The Metrics Hub is a centralized ingestion and persistence service for telemetry and housekeeping metrics. Services and control servers send metric points to the hub, and the hub batches these points before writing them to the configured time-series backend.

This provides a single ingestion path and removes direct backend coupling from producers.

Core responsibilities:

  • centralized ingestion for producers
  • payload normalization and validation
  • batch persistence to backend repositories
  • runtime status and write-path observability

Socket Endpoints

The Metrics Hub currently exposes two ZeroMQ sockets:

Purpose Pattern Your Socket Endpoint
Metric Ingestion PUSH-PULL PUSH tcp://localhost:6130
Health/Control ROUTER-DEALER DEALER tcp://localhost:6132

Note

These default port values are defined in cgse_core/settings.yaml and can be overridden in the local settings. Ports can be static or dynamically allocated by the OS when configured as 0. Clients discover the active endpoints through the Registry, especially when ports are configured as 0.

Metrics Payload

The canonical payload shape matches DataPoint.as_dict():

{
    "measurement": "camera_tm",
    "tags": {"device_id": "cam_01"},
    "fields": {"temperature": 23.4},
    "time": 1774354482.517,  # optional, unix timestamp
}

Normalization Rules

  • measurement must be a non-empty string
  • fields must be a dictionary with at least one non-None value
  • None field values are removed, not fatal
  • None tag values are removed, not fatal
  • payloads with only None fields are dropped

This behavior allows optional telemetry fields without dropping an otherwise valid point.

Client Access

Any core service, control server, or script can send points to the hub.
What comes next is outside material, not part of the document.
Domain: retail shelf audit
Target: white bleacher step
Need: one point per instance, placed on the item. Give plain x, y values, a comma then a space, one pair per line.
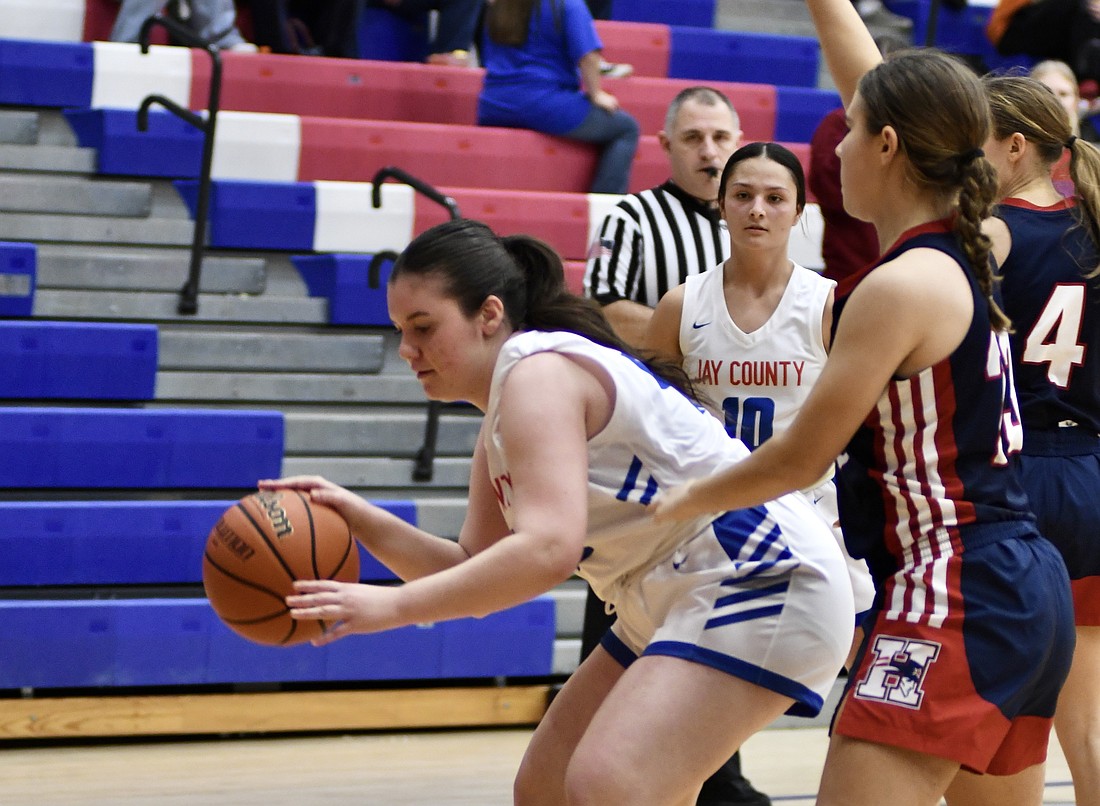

from egse.metrics import DataPoint
from egse.metricshub.client import MetricsHubSender

point = (
    DataPoint.measurement("camera_tm")
    .tag("device_id", "cam_01")
    .field("temperature", 23.4)
)

with MetricsHubSender() as sender:
    sender.send(point)
from egse.metrics import DataPoint
from egse.metricshub.client import AsyncMetricsHubSender

point = (
    DataPoint.measurement("camera_tm")
    .tag("device_id", "cam_01")
    .field("temperature", 23.4)
)

with AsyncMetricsHubSender() as sender:
    await sender.send(point)

Control Actions

The control endpoint supports three actions:

  • health: liveness check
  • info: runtime info and statistics
  • terminate: graceful shutdown request

Status And Health

from egse.metricshub.client import MetricsHubClient

with MetricsHubClient() as client:
    ok = client.health_check()
    info = client.server_status()
from egse.metricshub.client import AsyncMetricsHubClient

with AsyncMetricsHubClient() as client:
    ok = await client.health_check()
    info = await client.server_status()

The info response contains:

  • collector and request ports
  • backend details (name, repository class, reachability)
  • batching config
  • runtime statistics (received, written, dropped, errors, queue size)

Running The Service

Start, stop, and inspect status from CLI:

uv run cgse mh start
uv run cgse mh stop
uv run cgse mh status
python -m egse.metricshub.server start
python -m egse.metricshub.server status
python -m egse.metricshub.server stop

Configuration

Metrics Hub settings are defined under Metrics Hub in cgse_core/settings.yaml or local settings.

Important settings:

  • COLLECTOR_PORT
  • REQUESTS_PORT
  • BACKEND (influxdb or duckdb)
  • BATCH_SIZE
  • FLUSH_INTERVAL

Environment variables can override these settings. Typical examples:

  • CGSE_METRICS_BACKEND
  • CGSE_METRICS_BATCH_SIZE
  • CGSE_METRICS_FLUSH_INTERVAL
  • backend-specific variables (CGSE_INFLUX_*, CGSE_DUCKDB_PATH)

Control Server Integration

Control servers use MetricsHubSender and no longer need direct backend credentials. When metrics hub ports are dynamic (port value 0), the collector endpoint is resolved through the Registry service.

Monitoring And Troubleshooting

The hub periodically logs statistics (STATS_INTERVAL) and reports operational state through the status command. For debugging of optional-field traffic, the status output includes counters for filtered None fields/tags and all-None payload drops.